Open elowy01 opened 7 years ago
So the vcf has a CHROM named HLA-C*06:46N
?
If so, bcftools tools won't be able to parse this. CHROM names cannot have a colon or whitespace, see the VCF 4.1 spec (or any version), section 1.4: Data lines:
The colon symbol (:) must be absent from all chromosome names to avoid parsing errors when dealing with breakends. (String, no white-space permitted, Required).

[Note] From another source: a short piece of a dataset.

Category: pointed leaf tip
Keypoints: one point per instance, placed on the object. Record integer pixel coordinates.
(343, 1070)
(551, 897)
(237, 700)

If altering the VCF is an option, removing or swapping out the colon for another character would let bcftools view the VCF. Here's changing colons to underscores:
cat input.vcf.gz | bgzip -d | awk '{if($1 !~ /^#/){gsub(":","_",$1)}; print $0}' | bgzip > fixed.vcf.gz
I would suggest fixing any contig header lines like ##contig=<ID=HLA-C*06:46N...>
as well.
Hi,
I'am trying to run the following: bcftools view -r HLA-C*06:46N input.vcf.gz
And it did not work and I got the following: [synced_bcf_reader.c:949 _regions_init_string] Could not parse the region(s): HLA-C06:46N Failed to read the regions: HLA-C06:46N
Apparently the problem is in the colon that this contig has in its name. Is there a way of fixing this error?
Thanks,
ernesto